Abstract. The interest for the radargrammetric approach to Digital Surface Models (DSMs) generation has been growing in last years thanks to the availability of very high resolution imagery acquired by new SAR (Synthetic Aperture Radar) sensors, as COSMO-SkyMed, Radarsat-2 and TerraSAR-X, which are able to supply imagery up to 1 m ground resolution. DSMs radargrammetric generation approach consists of two basic steps, as for the standard photogrammetry applied to optical imagery: the imagery (at least a stereo pair) orientation and the image matching for the generation of the points cloud. The steps of the radargrammetric DSMs generation have been implemented into SISAR (Software per Immagini Satellitari ad Alta Risoluzione), a scientific software developed at Geodesy and Geomatics Institute of the University of Rome “La Sapienza”. Moreover, starting from the radargrammetric orientation model, a tool for the Rational Polynomial Coefficients (RPCs) for SAR images have been implemented. The possibility to generate RPCs, re-parametrizing a rigorous orientation model through a standardized set of coefficients which can be managed by a Rational Polynomial Coefficients (RPFs) model (similarly to optical high resolution imagery) sounds of particular interest since, at present, the most part of SAR imagery (except from Radarsat-2) is not supplied with RPCs, although the corresponding RPFs model is available in several commercial software. In particular the RPCs model has been used in the matching process and in the stereo restitution for the DSMs generation, with the advantage of shorter computational time. This paper discusses the application and the results of the implemented algorithm for radargrammetric DSMs generation from TerraSAR-X SpotLight imagery, acquired in Spotlight mode over Trento (Northern Italy).
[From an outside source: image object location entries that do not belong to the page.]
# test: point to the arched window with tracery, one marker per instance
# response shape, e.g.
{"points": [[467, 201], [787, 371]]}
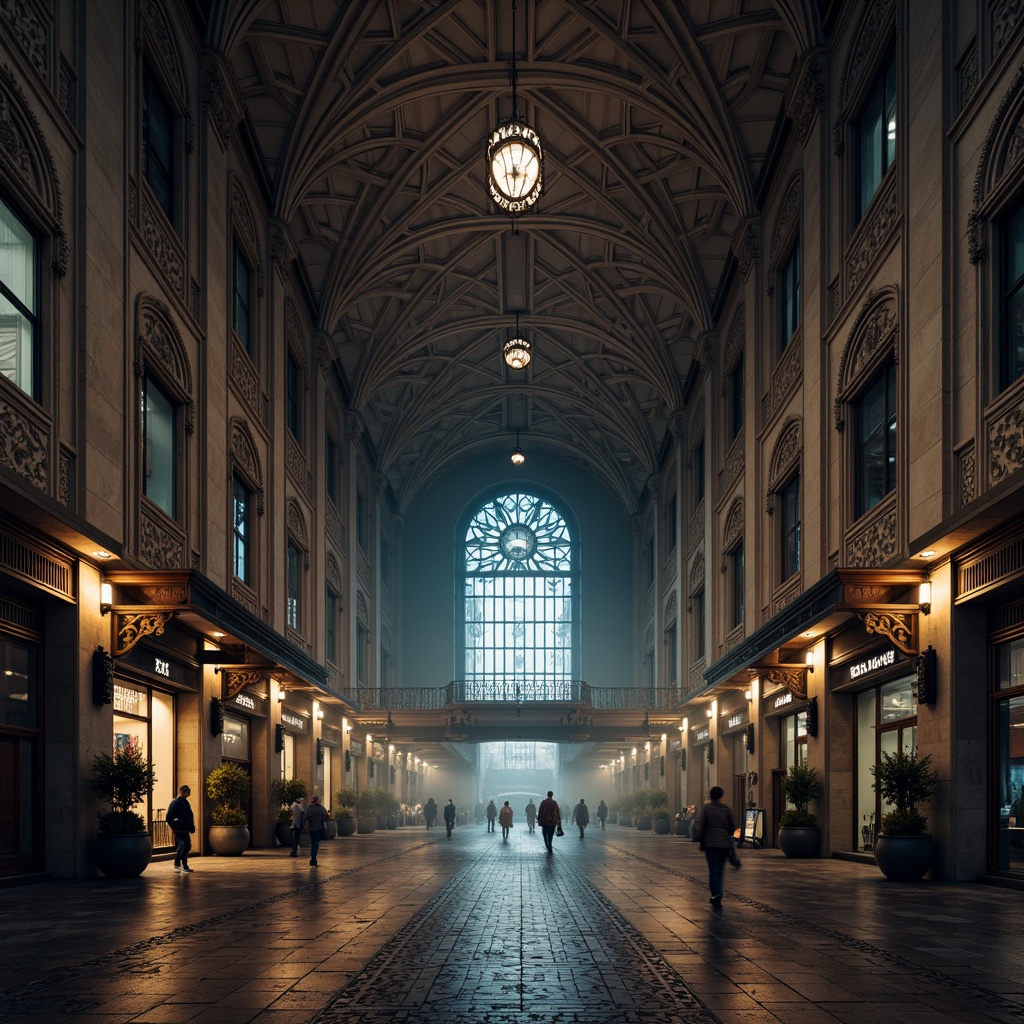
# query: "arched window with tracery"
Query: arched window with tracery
{"points": [[519, 562]]}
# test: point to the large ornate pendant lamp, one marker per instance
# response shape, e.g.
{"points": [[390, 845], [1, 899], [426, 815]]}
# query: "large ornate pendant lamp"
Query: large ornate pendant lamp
{"points": [[517, 350], [515, 158]]}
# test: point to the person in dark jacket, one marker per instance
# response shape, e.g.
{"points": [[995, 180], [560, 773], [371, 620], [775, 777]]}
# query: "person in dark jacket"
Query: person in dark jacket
{"points": [[182, 822], [549, 817], [581, 816], [316, 819], [716, 828]]}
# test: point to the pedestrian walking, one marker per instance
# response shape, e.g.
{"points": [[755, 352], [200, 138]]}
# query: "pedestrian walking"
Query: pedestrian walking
{"points": [[430, 812], [530, 814], [550, 818], [316, 819], [505, 819], [298, 822], [716, 828], [182, 822], [581, 816]]}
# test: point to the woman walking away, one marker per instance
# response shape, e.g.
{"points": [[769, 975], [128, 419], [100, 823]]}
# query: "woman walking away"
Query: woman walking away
{"points": [[716, 832]]}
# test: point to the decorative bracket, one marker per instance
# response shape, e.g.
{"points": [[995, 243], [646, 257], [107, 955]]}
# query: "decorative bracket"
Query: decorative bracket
{"points": [[235, 681], [131, 625]]}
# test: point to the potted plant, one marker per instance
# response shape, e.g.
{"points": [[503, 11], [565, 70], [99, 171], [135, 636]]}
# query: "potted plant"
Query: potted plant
{"points": [[346, 812], [124, 779], [228, 833], [287, 791], [366, 813], [799, 835], [903, 847]]}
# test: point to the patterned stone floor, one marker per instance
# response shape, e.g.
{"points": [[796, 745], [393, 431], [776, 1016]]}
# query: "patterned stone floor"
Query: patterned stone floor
{"points": [[409, 926]]}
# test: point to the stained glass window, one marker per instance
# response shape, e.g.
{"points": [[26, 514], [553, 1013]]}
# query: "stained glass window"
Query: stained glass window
{"points": [[518, 601]]}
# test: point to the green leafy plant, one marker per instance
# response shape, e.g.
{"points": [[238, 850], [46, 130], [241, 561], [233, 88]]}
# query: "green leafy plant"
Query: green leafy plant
{"points": [[124, 779], [289, 790], [800, 786], [225, 786], [902, 779]]}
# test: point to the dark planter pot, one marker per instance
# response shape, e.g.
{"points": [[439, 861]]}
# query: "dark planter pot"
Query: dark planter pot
{"points": [[228, 841], [799, 842], [123, 856], [903, 858]]}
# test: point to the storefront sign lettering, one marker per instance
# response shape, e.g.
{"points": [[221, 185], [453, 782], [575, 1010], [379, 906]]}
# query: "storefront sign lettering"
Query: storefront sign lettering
{"points": [[293, 720], [869, 665]]}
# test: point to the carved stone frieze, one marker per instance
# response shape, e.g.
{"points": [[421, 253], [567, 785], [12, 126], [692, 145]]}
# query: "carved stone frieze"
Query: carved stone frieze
{"points": [[875, 544], [872, 235], [23, 446], [159, 547], [1006, 443]]}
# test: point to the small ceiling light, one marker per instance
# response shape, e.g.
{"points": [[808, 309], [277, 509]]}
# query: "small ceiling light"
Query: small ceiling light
{"points": [[517, 457], [517, 350], [515, 157]]}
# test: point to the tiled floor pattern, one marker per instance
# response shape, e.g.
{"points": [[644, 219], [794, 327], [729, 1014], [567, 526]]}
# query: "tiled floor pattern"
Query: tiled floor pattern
{"points": [[511, 939], [410, 926]]}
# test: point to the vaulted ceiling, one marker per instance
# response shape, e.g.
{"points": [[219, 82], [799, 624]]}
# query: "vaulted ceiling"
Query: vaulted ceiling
{"points": [[371, 120]]}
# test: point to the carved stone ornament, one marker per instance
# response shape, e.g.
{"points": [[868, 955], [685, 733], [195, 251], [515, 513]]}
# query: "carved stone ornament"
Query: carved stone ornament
{"points": [[132, 627], [795, 680], [898, 627]]}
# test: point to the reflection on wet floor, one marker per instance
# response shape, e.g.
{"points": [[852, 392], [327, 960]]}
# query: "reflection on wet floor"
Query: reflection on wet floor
{"points": [[408, 926]]}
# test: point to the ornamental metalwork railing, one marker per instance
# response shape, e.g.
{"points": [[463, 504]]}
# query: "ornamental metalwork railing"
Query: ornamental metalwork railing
{"points": [[511, 691]]}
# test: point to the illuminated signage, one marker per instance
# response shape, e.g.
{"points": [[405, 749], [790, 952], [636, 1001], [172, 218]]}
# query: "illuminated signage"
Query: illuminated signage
{"points": [[873, 664], [293, 720]]}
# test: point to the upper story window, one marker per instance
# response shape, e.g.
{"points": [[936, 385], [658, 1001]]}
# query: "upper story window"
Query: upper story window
{"points": [[160, 448], [241, 530], [737, 584], [876, 136], [1012, 355], [788, 503], [331, 468], [158, 142], [518, 603], [294, 586], [875, 440], [293, 392], [17, 302], [735, 397], [242, 288], [788, 296]]}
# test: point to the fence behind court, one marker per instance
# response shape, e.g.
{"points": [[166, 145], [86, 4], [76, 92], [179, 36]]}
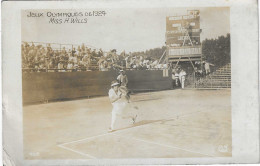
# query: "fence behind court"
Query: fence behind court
{"points": [[40, 87]]}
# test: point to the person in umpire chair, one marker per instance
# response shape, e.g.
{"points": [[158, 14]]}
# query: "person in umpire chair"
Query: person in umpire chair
{"points": [[119, 99]]}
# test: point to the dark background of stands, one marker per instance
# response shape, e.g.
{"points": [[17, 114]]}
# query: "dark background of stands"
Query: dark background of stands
{"points": [[41, 87]]}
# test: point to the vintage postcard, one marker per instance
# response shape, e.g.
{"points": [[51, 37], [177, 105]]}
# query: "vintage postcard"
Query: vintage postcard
{"points": [[115, 82]]}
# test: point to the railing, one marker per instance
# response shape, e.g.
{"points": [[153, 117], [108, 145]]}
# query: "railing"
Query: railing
{"points": [[80, 69]]}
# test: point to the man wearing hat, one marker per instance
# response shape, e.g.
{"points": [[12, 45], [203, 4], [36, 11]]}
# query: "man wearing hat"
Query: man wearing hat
{"points": [[122, 78], [119, 103]]}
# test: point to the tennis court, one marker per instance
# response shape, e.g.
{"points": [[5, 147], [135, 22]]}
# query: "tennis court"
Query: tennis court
{"points": [[170, 124]]}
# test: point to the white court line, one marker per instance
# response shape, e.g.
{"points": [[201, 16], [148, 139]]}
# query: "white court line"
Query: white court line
{"points": [[61, 145], [80, 140], [83, 154], [96, 136], [168, 146]]}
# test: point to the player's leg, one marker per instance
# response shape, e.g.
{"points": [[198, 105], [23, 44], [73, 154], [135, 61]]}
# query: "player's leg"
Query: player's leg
{"points": [[113, 119]]}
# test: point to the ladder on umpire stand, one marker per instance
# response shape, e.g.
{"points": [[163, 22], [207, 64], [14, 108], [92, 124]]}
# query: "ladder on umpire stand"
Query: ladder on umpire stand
{"points": [[186, 37]]}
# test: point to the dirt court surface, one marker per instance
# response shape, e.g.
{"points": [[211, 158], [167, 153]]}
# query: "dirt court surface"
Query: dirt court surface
{"points": [[170, 124]]}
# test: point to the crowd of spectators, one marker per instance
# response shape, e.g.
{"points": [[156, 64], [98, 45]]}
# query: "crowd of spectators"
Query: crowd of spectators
{"points": [[44, 58]]}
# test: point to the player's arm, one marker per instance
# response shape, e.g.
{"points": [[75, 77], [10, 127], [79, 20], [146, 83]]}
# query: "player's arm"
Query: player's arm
{"points": [[126, 80], [114, 98]]}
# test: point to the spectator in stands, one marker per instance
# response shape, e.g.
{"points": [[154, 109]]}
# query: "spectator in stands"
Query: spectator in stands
{"points": [[177, 77], [122, 78], [182, 76], [207, 67]]}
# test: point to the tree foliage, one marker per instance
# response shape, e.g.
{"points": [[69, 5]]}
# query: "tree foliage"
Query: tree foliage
{"points": [[217, 51]]}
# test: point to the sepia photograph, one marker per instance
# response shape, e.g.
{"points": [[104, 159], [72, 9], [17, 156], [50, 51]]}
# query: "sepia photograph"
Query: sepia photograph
{"points": [[126, 83]]}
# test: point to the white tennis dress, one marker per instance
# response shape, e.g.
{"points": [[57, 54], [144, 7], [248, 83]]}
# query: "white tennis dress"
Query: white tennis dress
{"points": [[118, 106]]}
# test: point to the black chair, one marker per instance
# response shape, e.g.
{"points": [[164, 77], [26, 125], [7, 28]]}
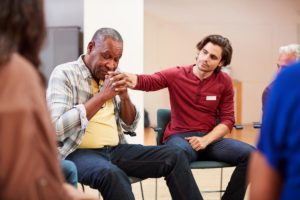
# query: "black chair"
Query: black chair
{"points": [[163, 118]]}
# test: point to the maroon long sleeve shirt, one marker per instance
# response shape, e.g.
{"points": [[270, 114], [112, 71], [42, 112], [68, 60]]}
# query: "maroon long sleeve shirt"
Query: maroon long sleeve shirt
{"points": [[195, 104]]}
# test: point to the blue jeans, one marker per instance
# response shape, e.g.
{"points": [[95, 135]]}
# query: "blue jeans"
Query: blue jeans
{"points": [[70, 172], [107, 169], [226, 150]]}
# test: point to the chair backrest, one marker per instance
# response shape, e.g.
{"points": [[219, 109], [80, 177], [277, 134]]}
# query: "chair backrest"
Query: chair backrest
{"points": [[163, 118]]}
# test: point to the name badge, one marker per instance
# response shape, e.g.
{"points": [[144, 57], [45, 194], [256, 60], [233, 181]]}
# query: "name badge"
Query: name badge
{"points": [[211, 98]]}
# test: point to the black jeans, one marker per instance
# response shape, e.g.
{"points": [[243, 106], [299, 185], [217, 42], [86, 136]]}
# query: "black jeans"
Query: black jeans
{"points": [[227, 150], [107, 169]]}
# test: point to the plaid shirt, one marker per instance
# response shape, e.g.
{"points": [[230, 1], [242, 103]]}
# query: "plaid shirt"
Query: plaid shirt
{"points": [[68, 89]]}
Urban and extra-urban (forested, cultivated) areas were considered in two different tiles, and a final overall accuracy ranging from 4.5 to 6 meters was achieved as regards the point clouds, enough well distributed independently from the land cover; moreover, it was highlighted the benefit to filter the originally derived points cloud with a global DSM as SRTM DEM, what leads to an accuracy improvement of about 20% paying a loss of matched points of about 10 %.